The years and months that passed our lives went on but I know that her baby was always a part of her and in her thoughts. We would talk about it off and on through out the years and I know she struggled with it.
Somewhere though along the line, she accepted her decision was final. She knew that she made the right decision for her and that it was her decision. When she met her husband we talked about it yet once again and she told her husband shortly after she realized that their relationship was serious that she had a baby in high school and relinquished her to adoption. Her husband was accepting and they married a few years later and had two daughters together.
The daughters she raised are now entering the teenage years and they know they have a sister out there. My friend feels she made the right decision, that it took her some time to get to a mentally healthy place with the decision she made, and she had to do her grieving and healing.
Recently, we had another conversation about this and the conversation revolved to the fact that her child is 18 years old. She can choose to search if she wanted to and I wanted to know how my friend felt about that. She said to me “My husband knows, the girls I raised know, and she would welcome her into their lives with open arms.” When I took it a step further and asked her how she felt about initiating a search she was adamant that she didn’t want to do that. It had nothing to do with her life or her decision but rather has opened the doors if she is searching and wants that to be her daughter’s decision.
I am not saying that I agree or disagree with the approach of speaking out. After all, it is those speaking out that have made a difference in adoption search and reunion as well as the way adoption is facilitated today. Isn’t that how the closed adoption era revolutionized into more open adoption practices?
I personally feel that the focus of many (not all) is on the pain and what happened to them in the past. Speaking out and educating can be a part of healing but it isn’t it all. Maybe the focus doesn’t need to be so much on the pain and what happened in the past but rather focusing on changing the future.
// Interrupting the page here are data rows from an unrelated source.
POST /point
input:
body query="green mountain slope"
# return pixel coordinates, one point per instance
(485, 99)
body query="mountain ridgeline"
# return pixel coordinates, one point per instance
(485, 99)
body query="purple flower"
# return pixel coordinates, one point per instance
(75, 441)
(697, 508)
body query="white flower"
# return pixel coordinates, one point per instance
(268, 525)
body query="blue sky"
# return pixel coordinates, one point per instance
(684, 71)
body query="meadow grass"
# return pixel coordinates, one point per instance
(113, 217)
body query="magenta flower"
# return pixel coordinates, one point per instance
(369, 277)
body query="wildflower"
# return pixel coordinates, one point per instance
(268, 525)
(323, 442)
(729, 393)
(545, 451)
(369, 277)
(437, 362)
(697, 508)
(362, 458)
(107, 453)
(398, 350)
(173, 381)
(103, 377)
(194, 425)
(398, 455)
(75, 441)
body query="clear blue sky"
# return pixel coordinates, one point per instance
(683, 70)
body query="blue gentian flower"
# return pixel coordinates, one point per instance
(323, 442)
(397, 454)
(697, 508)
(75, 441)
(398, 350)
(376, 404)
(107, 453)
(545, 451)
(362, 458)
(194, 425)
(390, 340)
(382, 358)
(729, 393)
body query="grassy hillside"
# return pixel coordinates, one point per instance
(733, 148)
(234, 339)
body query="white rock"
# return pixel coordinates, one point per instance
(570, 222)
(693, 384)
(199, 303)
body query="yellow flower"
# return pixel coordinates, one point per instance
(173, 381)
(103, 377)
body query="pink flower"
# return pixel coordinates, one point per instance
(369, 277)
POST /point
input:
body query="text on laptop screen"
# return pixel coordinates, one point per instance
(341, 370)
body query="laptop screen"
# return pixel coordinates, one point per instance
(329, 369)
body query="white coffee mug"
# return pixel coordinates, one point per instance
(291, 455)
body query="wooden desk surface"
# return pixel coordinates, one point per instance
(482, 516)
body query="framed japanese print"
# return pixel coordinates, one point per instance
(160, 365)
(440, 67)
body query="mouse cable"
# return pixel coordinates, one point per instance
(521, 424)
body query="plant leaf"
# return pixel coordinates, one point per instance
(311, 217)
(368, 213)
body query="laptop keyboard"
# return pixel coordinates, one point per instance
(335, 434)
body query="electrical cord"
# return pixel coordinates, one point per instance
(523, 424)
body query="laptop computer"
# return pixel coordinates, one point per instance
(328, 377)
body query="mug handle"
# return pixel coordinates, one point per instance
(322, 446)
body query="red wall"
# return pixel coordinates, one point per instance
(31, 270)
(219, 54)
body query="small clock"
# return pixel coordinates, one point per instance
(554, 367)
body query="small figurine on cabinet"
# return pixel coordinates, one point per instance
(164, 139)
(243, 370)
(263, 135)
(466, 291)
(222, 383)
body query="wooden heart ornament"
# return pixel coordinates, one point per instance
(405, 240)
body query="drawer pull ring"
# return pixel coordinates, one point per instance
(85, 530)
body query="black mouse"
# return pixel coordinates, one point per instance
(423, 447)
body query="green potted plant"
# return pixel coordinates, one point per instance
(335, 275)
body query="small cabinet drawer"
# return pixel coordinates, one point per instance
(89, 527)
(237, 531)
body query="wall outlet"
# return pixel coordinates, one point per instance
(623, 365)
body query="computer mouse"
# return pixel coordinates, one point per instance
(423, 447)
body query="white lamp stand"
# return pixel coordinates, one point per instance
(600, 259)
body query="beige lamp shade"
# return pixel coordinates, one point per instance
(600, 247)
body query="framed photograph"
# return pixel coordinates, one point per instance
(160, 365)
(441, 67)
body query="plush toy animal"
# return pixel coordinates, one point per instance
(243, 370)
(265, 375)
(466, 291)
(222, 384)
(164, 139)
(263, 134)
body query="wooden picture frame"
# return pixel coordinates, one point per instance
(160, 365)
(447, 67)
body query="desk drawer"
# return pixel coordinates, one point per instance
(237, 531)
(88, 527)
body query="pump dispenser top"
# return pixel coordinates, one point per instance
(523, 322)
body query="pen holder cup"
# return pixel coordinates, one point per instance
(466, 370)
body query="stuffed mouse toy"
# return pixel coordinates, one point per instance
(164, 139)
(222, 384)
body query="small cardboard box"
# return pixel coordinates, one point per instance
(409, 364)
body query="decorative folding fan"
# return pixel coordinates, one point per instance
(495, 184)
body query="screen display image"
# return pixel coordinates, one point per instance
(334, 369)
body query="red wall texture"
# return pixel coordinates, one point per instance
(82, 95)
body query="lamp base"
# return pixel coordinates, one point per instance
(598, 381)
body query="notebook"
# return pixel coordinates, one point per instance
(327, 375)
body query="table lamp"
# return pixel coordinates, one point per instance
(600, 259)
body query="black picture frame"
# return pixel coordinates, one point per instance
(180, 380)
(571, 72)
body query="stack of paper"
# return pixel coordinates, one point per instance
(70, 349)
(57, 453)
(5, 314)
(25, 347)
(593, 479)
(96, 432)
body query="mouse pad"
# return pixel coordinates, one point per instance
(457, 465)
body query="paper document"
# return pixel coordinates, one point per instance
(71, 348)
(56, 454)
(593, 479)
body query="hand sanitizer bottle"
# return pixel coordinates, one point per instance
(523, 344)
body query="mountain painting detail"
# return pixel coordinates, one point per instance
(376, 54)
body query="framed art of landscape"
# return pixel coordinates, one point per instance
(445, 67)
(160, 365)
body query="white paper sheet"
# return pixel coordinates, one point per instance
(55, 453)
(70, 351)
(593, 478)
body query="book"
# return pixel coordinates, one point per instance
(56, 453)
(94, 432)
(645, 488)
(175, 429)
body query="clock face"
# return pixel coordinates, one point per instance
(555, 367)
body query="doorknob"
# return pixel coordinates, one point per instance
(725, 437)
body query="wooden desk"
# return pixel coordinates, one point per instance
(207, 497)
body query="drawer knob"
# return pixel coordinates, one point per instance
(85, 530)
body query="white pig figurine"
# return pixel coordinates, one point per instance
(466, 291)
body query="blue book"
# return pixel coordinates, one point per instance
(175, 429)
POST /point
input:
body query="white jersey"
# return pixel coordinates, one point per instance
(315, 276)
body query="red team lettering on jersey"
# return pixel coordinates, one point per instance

I will write a blog on open adoption sometime in the future and what my thoughts are but I know there are some who promise to do or say. There are some that do but I have to say that I am not aware of any state that has a legally binding agreement regarding the arrangements made in an open or semi open adoption. Maybe those who feel as they have been coerced can focus some of their energy on changing the way the current adoption laws are in their state to break the cycle. Adoption is not going to go away. No matter how much the select groups who are against adoption try it isn’t going to happen. That is reality but changes can be made to improve the system.